Evidence-Based Medical Provider (Prescriber) Training
In the four RC/AL settings, 243 medical providers were identified as those who served as the residents' primary care providers or prescribed them medications (e.g., emergency department physicians). All received a letter informing them of the QI project, stressing the important issue of antibiotic resistance, and providing information about and a link to the Web-based training. Due to low uptake (only 11 providers accessed the Web site), the five providers in each RC/AL community who had prescribed the most antibiotics at baseline were offered an honorarium of $250 if they completed the five training modules. In total, 20 individuals (8 percent) began the training, and 16 (7 percent) completed it.
As the time approached to train the NH medical providers, the research team decided to conduct their training on-site, face-to-face, in a 4-hour session. All seven providers in the engaged medical practice attended the training, although two additional providers who treated residents in those NHs did not.

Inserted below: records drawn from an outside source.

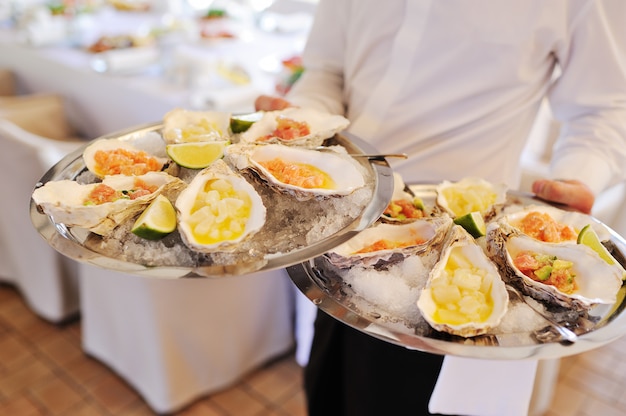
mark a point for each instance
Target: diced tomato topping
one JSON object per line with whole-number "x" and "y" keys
{"x": 125, "y": 162}
{"x": 102, "y": 193}
{"x": 299, "y": 174}
{"x": 543, "y": 227}
{"x": 288, "y": 129}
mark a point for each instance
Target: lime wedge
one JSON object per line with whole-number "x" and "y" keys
{"x": 588, "y": 237}
{"x": 473, "y": 223}
{"x": 156, "y": 221}
{"x": 419, "y": 203}
{"x": 241, "y": 123}
{"x": 196, "y": 155}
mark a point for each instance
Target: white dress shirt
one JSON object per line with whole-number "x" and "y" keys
{"x": 456, "y": 84}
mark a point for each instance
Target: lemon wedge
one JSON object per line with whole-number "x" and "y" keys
{"x": 473, "y": 223}
{"x": 589, "y": 237}
{"x": 156, "y": 221}
{"x": 196, "y": 155}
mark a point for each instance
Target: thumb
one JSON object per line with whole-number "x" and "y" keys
{"x": 572, "y": 193}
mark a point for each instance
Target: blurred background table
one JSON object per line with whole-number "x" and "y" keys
{"x": 173, "y": 341}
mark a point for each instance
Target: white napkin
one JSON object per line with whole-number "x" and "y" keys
{"x": 478, "y": 387}
{"x": 128, "y": 59}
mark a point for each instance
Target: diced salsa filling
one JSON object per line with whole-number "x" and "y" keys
{"x": 389, "y": 245}
{"x": 102, "y": 193}
{"x": 548, "y": 270}
{"x": 288, "y": 129}
{"x": 125, "y": 162}
{"x": 403, "y": 209}
{"x": 543, "y": 227}
{"x": 302, "y": 175}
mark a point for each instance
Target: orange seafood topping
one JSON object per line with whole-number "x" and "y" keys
{"x": 288, "y": 129}
{"x": 542, "y": 226}
{"x": 125, "y": 162}
{"x": 299, "y": 174}
{"x": 102, "y": 193}
{"x": 402, "y": 208}
{"x": 389, "y": 245}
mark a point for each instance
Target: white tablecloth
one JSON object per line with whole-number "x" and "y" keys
{"x": 172, "y": 340}
{"x": 176, "y": 340}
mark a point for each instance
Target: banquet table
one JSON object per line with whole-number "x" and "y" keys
{"x": 100, "y": 103}
{"x": 172, "y": 340}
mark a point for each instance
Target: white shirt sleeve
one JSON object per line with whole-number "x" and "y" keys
{"x": 321, "y": 85}
{"x": 589, "y": 98}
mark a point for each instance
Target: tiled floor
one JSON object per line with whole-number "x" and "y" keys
{"x": 44, "y": 372}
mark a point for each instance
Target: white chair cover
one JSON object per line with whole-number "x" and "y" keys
{"x": 177, "y": 340}
{"x": 46, "y": 279}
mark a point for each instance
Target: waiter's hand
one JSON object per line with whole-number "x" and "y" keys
{"x": 572, "y": 193}
{"x": 270, "y": 103}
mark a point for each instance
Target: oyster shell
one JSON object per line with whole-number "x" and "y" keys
{"x": 384, "y": 244}
{"x": 404, "y": 205}
{"x": 469, "y": 195}
{"x": 67, "y": 201}
{"x": 181, "y": 126}
{"x": 218, "y": 210}
{"x": 306, "y": 173}
{"x": 594, "y": 281}
{"x": 550, "y": 224}
{"x": 464, "y": 294}
{"x": 295, "y": 127}
{"x": 126, "y": 156}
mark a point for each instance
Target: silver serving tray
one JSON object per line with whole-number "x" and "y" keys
{"x": 333, "y": 296}
{"x": 71, "y": 241}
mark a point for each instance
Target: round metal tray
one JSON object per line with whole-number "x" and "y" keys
{"x": 70, "y": 241}
{"x": 332, "y": 295}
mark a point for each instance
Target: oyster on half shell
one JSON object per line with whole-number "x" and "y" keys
{"x": 218, "y": 210}
{"x": 586, "y": 279}
{"x": 384, "y": 244}
{"x": 464, "y": 294}
{"x": 550, "y": 224}
{"x": 306, "y": 173}
{"x": 295, "y": 127}
{"x": 70, "y": 203}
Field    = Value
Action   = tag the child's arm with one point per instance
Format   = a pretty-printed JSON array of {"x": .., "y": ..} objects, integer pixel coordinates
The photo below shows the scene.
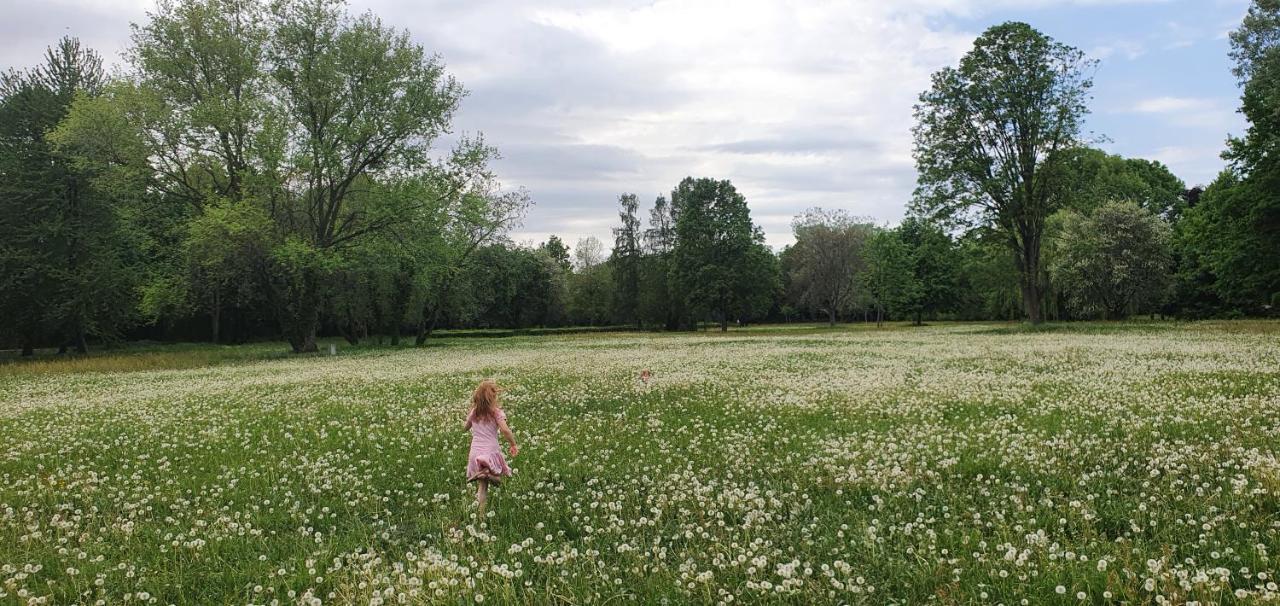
[{"x": 506, "y": 433}]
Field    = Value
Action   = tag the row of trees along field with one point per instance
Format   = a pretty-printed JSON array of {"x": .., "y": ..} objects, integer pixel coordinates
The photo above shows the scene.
[{"x": 268, "y": 171}]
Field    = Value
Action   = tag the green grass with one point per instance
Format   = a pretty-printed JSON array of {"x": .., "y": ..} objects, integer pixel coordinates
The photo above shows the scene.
[{"x": 798, "y": 464}]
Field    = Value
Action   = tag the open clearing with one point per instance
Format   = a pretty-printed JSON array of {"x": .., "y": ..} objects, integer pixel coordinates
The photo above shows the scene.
[{"x": 954, "y": 464}]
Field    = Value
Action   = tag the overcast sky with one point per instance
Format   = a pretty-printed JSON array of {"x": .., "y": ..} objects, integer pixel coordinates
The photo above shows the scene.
[{"x": 800, "y": 104}]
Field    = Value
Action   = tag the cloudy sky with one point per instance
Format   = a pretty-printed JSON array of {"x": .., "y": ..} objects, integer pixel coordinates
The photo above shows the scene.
[{"x": 800, "y": 104}]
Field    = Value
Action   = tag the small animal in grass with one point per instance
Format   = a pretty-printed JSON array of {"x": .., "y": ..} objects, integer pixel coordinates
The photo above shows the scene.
[{"x": 485, "y": 420}]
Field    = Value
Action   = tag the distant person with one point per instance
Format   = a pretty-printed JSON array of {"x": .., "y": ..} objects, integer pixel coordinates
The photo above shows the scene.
[{"x": 485, "y": 463}]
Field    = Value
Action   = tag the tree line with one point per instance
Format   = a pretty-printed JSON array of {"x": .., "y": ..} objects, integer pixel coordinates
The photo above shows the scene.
[{"x": 266, "y": 171}]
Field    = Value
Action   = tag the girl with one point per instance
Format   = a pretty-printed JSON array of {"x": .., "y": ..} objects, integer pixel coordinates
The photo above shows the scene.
[{"x": 485, "y": 463}]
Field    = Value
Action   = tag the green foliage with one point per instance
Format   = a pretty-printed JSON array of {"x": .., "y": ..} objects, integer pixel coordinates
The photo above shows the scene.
[
  {"x": 1092, "y": 177},
  {"x": 827, "y": 256},
  {"x": 890, "y": 278},
  {"x": 1114, "y": 260},
  {"x": 65, "y": 250},
  {"x": 721, "y": 265},
  {"x": 625, "y": 260},
  {"x": 988, "y": 133},
  {"x": 935, "y": 268}
]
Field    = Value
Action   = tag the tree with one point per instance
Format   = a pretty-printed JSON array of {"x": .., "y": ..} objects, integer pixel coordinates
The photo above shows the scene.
[
  {"x": 558, "y": 253},
  {"x": 67, "y": 255},
  {"x": 935, "y": 267},
  {"x": 890, "y": 276},
  {"x": 657, "y": 303},
  {"x": 1233, "y": 236},
  {"x": 990, "y": 136},
  {"x": 1093, "y": 177},
  {"x": 720, "y": 259},
  {"x": 1112, "y": 260},
  {"x": 826, "y": 259},
  {"x": 590, "y": 285},
  {"x": 626, "y": 260},
  {"x": 476, "y": 212},
  {"x": 300, "y": 109}
]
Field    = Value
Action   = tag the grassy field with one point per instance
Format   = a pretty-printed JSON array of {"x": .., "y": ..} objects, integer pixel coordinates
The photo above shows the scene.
[{"x": 951, "y": 464}]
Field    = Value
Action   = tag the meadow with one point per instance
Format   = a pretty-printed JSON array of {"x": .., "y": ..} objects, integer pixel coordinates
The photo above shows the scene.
[{"x": 949, "y": 464}]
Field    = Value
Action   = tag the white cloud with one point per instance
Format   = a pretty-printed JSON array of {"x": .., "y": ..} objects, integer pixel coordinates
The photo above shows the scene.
[
  {"x": 1168, "y": 105},
  {"x": 799, "y": 104}
]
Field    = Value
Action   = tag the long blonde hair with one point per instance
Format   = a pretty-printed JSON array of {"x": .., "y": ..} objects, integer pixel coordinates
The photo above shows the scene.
[{"x": 484, "y": 401}]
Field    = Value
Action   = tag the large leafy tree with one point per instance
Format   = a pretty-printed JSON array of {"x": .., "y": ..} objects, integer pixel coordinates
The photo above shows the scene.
[
  {"x": 1235, "y": 227},
  {"x": 300, "y": 109},
  {"x": 990, "y": 133},
  {"x": 890, "y": 274},
  {"x": 935, "y": 267},
  {"x": 65, "y": 251},
  {"x": 720, "y": 260},
  {"x": 827, "y": 256},
  {"x": 1093, "y": 177},
  {"x": 1114, "y": 260},
  {"x": 658, "y": 304}
]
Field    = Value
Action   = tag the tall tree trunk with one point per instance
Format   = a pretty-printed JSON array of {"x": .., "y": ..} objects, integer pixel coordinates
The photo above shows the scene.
[
  {"x": 1029, "y": 260},
  {"x": 216, "y": 315}
]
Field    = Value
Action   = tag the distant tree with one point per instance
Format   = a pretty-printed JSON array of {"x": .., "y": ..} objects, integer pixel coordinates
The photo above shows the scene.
[
  {"x": 888, "y": 278},
  {"x": 67, "y": 268},
  {"x": 936, "y": 270},
  {"x": 1114, "y": 260},
  {"x": 590, "y": 285},
  {"x": 475, "y": 213},
  {"x": 658, "y": 303},
  {"x": 824, "y": 260},
  {"x": 248, "y": 103},
  {"x": 1235, "y": 227},
  {"x": 1093, "y": 177},
  {"x": 557, "y": 251},
  {"x": 588, "y": 253},
  {"x": 988, "y": 283},
  {"x": 990, "y": 133},
  {"x": 720, "y": 256},
  {"x": 626, "y": 259}
]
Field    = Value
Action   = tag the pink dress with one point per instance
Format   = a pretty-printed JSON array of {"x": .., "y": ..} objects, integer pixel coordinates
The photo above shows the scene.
[{"x": 485, "y": 460}]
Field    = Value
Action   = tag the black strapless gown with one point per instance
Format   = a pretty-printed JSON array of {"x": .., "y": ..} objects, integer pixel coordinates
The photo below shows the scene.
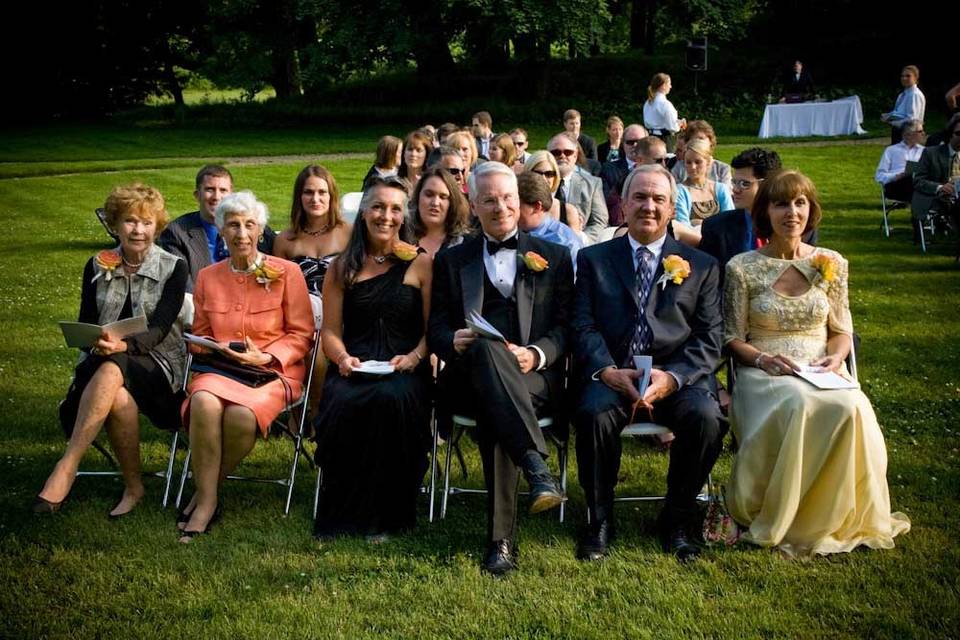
[{"x": 373, "y": 433}]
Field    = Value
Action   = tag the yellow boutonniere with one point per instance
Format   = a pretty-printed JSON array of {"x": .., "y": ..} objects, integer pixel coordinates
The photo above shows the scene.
[
  {"x": 675, "y": 269},
  {"x": 107, "y": 260},
  {"x": 826, "y": 266},
  {"x": 404, "y": 251},
  {"x": 267, "y": 273},
  {"x": 535, "y": 262}
]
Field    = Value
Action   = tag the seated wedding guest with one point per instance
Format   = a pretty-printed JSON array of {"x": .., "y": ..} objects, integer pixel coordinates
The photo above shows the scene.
[
  {"x": 612, "y": 149},
  {"x": 373, "y": 431},
  {"x": 194, "y": 236},
  {"x": 571, "y": 124},
  {"x": 646, "y": 294},
  {"x": 937, "y": 176},
  {"x": 389, "y": 155},
  {"x": 316, "y": 235},
  {"x": 438, "y": 211},
  {"x": 521, "y": 141},
  {"x": 523, "y": 286},
  {"x": 414, "y": 160},
  {"x": 719, "y": 170},
  {"x": 699, "y": 197},
  {"x": 119, "y": 378},
  {"x": 892, "y": 171},
  {"x": 503, "y": 150},
  {"x": 257, "y": 308},
  {"x": 659, "y": 114},
  {"x": 577, "y": 187},
  {"x": 911, "y": 104},
  {"x": 638, "y": 146},
  {"x": 809, "y": 476},
  {"x": 535, "y": 219},
  {"x": 543, "y": 164}
]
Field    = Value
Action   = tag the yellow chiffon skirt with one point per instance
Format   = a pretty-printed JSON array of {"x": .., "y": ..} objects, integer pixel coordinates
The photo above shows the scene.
[{"x": 810, "y": 473}]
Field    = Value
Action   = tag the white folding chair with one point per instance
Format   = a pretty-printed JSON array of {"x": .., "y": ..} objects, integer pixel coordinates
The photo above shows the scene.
[{"x": 301, "y": 404}]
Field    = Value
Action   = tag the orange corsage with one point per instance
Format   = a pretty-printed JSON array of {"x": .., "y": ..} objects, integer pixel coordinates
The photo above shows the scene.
[
  {"x": 535, "y": 262},
  {"x": 675, "y": 269},
  {"x": 267, "y": 273},
  {"x": 107, "y": 260},
  {"x": 404, "y": 250}
]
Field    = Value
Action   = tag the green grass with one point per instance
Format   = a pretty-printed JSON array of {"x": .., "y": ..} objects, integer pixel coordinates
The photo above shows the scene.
[{"x": 261, "y": 575}]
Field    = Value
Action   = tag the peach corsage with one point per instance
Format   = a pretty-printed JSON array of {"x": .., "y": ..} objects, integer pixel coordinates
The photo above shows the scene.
[
  {"x": 535, "y": 262},
  {"x": 107, "y": 260},
  {"x": 404, "y": 250},
  {"x": 675, "y": 269},
  {"x": 826, "y": 266},
  {"x": 267, "y": 273}
]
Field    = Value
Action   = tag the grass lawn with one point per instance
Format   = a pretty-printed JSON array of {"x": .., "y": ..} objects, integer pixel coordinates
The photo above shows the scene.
[{"x": 259, "y": 574}]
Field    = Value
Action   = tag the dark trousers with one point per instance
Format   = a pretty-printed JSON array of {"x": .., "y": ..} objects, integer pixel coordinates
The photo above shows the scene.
[
  {"x": 694, "y": 416},
  {"x": 486, "y": 383}
]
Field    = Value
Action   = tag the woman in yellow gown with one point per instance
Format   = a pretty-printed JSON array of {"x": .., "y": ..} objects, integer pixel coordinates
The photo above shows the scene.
[{"x": 809, "y": 476}]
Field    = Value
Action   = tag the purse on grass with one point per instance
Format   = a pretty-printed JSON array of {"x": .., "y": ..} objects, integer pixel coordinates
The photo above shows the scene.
[{"x": 244, "y": 374}]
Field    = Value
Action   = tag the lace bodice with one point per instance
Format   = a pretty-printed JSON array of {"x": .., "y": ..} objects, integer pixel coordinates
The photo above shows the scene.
[{"x": 795, "y": 326}]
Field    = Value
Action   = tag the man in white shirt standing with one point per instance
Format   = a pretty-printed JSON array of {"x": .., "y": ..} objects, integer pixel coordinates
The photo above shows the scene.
[
  {"x": 911, "y": 104},
  {"x": 891, "y": 172}
]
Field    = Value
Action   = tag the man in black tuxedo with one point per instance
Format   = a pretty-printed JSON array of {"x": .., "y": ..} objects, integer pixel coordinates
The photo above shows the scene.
[
  {"x": 504, "y": 385},
  {"x": 194, "y": 236},
  {"x": 626, "y": 306}
]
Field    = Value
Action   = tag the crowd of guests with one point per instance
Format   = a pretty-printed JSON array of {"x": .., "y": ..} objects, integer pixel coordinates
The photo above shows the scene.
[{"x": 581, "y": 256}]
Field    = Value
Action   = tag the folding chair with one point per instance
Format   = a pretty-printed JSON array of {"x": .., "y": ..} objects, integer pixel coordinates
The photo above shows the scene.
[
  {"x": 460, "y": 425},
  {"x": 279, "y": 424}
]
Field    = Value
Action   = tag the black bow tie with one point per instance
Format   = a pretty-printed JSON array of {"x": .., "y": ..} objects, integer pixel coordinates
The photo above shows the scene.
[{"x": 493, "y": 246}]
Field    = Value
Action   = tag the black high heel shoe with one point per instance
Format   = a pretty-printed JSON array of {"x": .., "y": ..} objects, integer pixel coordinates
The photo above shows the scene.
[{"x": 43, "y": 506}]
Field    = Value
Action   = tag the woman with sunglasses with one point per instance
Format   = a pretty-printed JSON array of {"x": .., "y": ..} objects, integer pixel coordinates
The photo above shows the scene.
[{"x": 543, "y": 164}]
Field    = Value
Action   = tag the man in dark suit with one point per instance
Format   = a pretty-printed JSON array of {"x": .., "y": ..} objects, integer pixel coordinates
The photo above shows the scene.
[
  {"x": 936, "y": 177},
  {"x": 194, "y": 236},
  {"x": 504, "y": 385},
  {"x": 627, "y": 305},
  {"x": 797, "y": 85}
]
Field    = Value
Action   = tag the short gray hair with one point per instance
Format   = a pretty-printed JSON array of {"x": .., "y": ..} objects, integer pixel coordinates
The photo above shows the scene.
[
  {"x": 488, "y": 168},
  {"x": 241, "y": 202},
  {"x": 649, "y": 168}
]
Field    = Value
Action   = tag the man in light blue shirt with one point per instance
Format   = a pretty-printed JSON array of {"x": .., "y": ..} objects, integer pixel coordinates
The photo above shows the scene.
[{"x": 535, "y": 203}]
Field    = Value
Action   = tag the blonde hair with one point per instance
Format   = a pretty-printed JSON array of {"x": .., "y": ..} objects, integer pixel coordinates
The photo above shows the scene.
[{"x": 139, "y": 199}]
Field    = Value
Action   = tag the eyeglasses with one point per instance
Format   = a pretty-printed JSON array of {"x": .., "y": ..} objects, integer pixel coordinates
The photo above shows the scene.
[{"x": 550, "y": 173}]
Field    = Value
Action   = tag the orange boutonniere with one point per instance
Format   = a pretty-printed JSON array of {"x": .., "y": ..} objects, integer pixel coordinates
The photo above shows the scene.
[
  {"x": 826, "y": 266},
  {"x": 535, "y": 262},
  {"x": 107, "y": 260},
  {"x": 267, "y": 273},
  {"x": 675, "y": 269},
  {"x": 404, "y": 250}
]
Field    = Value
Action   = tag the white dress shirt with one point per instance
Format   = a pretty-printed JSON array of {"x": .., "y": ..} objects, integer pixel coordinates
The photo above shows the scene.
[
  {"x": 894, "y": 161},
  {"x": 660, "y": 115}
]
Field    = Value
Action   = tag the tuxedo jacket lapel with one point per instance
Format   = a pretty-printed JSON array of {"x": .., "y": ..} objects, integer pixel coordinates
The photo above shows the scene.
[{"x": 471, "y": 279}]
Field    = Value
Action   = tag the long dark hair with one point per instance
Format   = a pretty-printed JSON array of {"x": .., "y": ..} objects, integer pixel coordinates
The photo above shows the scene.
[
  {"x": 455, "y": 223},
  {"x": 348, "y": 265},
  {"x": 298, "y": 217}
]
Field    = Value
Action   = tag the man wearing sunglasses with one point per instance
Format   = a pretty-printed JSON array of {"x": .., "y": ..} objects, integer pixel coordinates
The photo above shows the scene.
[{"x": 577, "y": 187}]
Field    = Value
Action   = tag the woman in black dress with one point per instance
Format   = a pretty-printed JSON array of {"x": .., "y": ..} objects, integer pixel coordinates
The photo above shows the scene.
[
  {"x": 373, "y": 430},
  {"x": 119, "y": 378}
]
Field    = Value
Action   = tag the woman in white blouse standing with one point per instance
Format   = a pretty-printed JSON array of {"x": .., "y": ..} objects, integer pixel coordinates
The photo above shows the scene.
[{"x": 659, "y": 114}]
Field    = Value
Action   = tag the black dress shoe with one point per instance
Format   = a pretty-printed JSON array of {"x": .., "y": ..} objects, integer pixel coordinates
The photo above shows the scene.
[
  {"x": 500, "y": 558},
  {"x": 678, "y": 542},
  {"x": 595, "y": 541}
]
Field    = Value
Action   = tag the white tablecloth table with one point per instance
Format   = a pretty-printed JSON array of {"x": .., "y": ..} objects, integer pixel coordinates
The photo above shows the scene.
[{"x": 837, "y": 118}]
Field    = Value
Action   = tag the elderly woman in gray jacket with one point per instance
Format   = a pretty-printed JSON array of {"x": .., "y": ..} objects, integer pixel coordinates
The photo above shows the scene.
[{"x": 119, "y": 378}]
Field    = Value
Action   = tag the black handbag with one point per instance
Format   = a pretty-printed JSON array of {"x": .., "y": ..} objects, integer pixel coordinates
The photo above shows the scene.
[{"x": 249, "y": 375}]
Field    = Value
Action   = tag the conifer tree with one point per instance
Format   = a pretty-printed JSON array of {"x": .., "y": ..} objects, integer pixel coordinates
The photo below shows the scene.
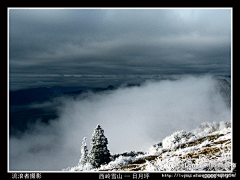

Use of a Standardized Communication Form
Nurses are not uniformly employed in RC/AL settings,25 and in only one of the four RC/AL sites was completion of the MCRF the responsibility of a nurse; elsewhere, this task was assigned to individuals such as medication aides. Over time, use of the form became common but not always when an antibiotic was prescribed. For example, in the last month of the study, 39 prescriptions for antibiotics were written across the four settings, and the form was completed 40 times; however, only 10 forms (25 percent) indicated the presence of a possible infection, and the majority of the forms (73 percent) were not fully completed. Medical providers wrote a response (e.g., a medical order) on 34 (85 percent) of the forms. Staff in all four settings indicated that the specificity of this form provided them direction and was a great improvement over the one previously in use, which was essentially an open-ended field in which the staff described the presenting problem.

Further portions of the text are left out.